What’s good about that is that horses really get to learn how to race properly when it gets competitive at the back of the second-last or the last. I think that can sometimes be an advantage when it gets tight in Cheltenham, if you’re used to having to fight your corner and get down and dirty and dig in and fight.
In England, horses can win by 10 or 12 lengths and people go, ‘God, he looked like an airplane,’ but, really, in the back of your mind, you’re thinking: ‘I wonder what he’ll find off the bridle? Will he find anything off the bridle?’ You don’t really know until that button is pressed. But, in Ireland, that button has to get pressed, because there’s somebody breathing down your neck, so you know exactly what’s there and what’s not there.
CY: I often say, 95 per cent of the time, if a horse wins by 10, 12 or 15 lengths on the bridle, it usually says more about what you’ve beaten than the horse that you are. I’ll get one horse to follow from both of you.
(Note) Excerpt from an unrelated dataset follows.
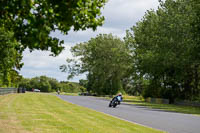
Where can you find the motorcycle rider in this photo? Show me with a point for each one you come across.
(119, 98)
We’ll start with you Katie – one name that the Betway customers should follow?
Horses to follow
KW: I like a mare than won the Mares’ Novices’ Hurdle last year with Daryl Jacob, Concertista. It’s very rare when you read race comments at Cheltenham and it says: ‘Came down the hill easy and was very impressive.’ Full stop. Usually, in Cheltenham, it’s, ‘this happened at the second last,’ or ‘it was a fight the whole way as far as the line.’ Very few horses get a comment about being very impressive, because that’s the real test. I don’t know what her plan is or where she’s going but she’s most certainly my one to watch.
CY: And, Ross, what about you?
ROS: I’d like the horse that was second in the Champion Bumper last year, Appreciate It. She did things the hard way, was ridden handy all the way, and just got done on the line by Ferny Hollow. He’ll probably go jumping and is probably more of a staying type of horse than anything, but he’d be the horse I’d like to follow for the season.
CY: And are there any horses from the point-to-point scene you think we should follow?
ROS: There are three horses that have won their point-to-points impressively, have cost a right few quid and look like they’re going to be progressive types to go onto the track – probably as bumper horses this year and see how they progress.
One is called Hollow Games, who won by seven lengths at Punchestown on debut for Gordon Elliott last weekend after being bought from James Doyle. Gars De Sceaux is another out of Gordon’s who came from Denis Murphy. And the third horse came from Pat Doyle and has gone to Henry de Bromhead, a horse called Bob Olinger. He’s gone into the Robcour colours.
CY: I’ve heard a lot about Bob Olinger. He’s for the Ballymore and slightly longer for the Supreme and the Albert Bartlett. We’ve had people requesting these prices so they must have seen his point-to-point video already.